Es aquí donde quiero introducir el tema central de El deseo interminable. ¿Qué idea de la felicidad podía tener el campesino angustiado por la amenaza de una mala cosecha y del hambre? Es comprensible que el jardín del Edén resultara tan atractivo para los judíos; Hesiodo habla de las Islas Bienaventuradas, en las que un suelo fecundo producía espontáneamente una cosecha abundante y generosa. Platón habla de la época feliz del reino de Cronos: Bajo un gobierno los hombres tenían una abundancia de frutos de los ´árboles y de una vegetación generosa, y los recogían sin tener que cultivar la tierra, que se las ofrecía espontáneamente. Horacio habla de las islas afortunadas “cuya tierra, cada año, ofrece al hombre Ceres sin trabajo donde la viña florece sin necesidad de podarla; donde rota la rama del olivo que nunca engaña; donde el higo oscuro decora un árbol que es suyo”. Podía seguir con esta antología de añoranzas que tienen como núcleo el recibir los dones de la tierra sin tener que trabajarla.

La documentación que estoy manejando me hace pensar que podemos aplicar a un nivel macro y de larga duración la pirámide de las motivaciones de Maslow.

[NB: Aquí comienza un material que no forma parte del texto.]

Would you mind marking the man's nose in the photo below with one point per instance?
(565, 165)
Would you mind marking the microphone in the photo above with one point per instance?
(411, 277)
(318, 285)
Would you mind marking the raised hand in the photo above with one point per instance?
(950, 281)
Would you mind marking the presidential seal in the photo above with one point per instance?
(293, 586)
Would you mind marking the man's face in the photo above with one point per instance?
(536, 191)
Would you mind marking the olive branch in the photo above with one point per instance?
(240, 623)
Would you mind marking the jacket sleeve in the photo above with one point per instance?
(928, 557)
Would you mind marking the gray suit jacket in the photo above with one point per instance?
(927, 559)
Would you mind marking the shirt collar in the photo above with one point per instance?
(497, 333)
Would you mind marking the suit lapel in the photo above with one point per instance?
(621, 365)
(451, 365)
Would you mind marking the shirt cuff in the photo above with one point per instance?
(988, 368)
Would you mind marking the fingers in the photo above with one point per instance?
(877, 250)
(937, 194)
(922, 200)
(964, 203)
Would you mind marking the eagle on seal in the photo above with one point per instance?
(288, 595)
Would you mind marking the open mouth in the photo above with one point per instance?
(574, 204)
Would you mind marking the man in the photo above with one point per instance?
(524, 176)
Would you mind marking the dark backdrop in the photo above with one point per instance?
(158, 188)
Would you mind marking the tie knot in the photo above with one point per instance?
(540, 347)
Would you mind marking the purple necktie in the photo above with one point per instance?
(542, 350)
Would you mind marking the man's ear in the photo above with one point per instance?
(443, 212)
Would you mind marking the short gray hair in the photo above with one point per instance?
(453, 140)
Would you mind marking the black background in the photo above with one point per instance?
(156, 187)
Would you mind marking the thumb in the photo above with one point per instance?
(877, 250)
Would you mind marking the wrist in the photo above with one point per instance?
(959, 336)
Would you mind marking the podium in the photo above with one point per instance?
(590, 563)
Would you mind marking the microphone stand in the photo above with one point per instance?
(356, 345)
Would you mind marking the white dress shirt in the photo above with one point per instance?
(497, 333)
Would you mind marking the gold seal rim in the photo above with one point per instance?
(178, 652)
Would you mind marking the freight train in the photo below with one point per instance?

Mientras las necesidades de supervivencia no están satisfechas, es difícil subir de nivel. Pueden incluso producirse regresiones civilizatorias, como muestra el estudio de las hambrunas. El horizonte de la felicidad se restringe. Cuando el magistrado del gobierno de Shanghái, ante la hambruna y la enfermedad de 1641-2 persuadió algunos pequeños nobles y comerciantes para “aportar arroz y hacer gachas” para las cocinas comunales, la gente hambrienta empezó a llegar “en un torrente incesante, con sus ancianos y con sus niños cargados a sus espaldas. En los casos más extremos caían muertas antes de llegar a las cocinas”. (Parker, G. El siglo maldito, p. 234) La misma fuente describe “la alegría que iluminaba los rostros de los que eran capaces de conseguir algunos puñados de cáscaras, la prisa de la gente hambrienta por arrancar indiscriminadamente toda la vegetación que iba naciendo en los campos en la primavera de 1642, las filas inacabables de mendigos, la venta de niñas y mujeres como esclavos, el abandono de niños pequeños, el infanticidio activo, el canibalismo”. Otros informaban que “el precio humano de un montón de arroz. apenas suficiente para alimentar a una persona durante una semana—eran dos niños”.

Ante esta situación, en el borrador del libro he escrito un capítulo titulado: Movimiento ascendente de la búsqueda de la felicidad. Todavía está un poco verde, pero creo que madurará.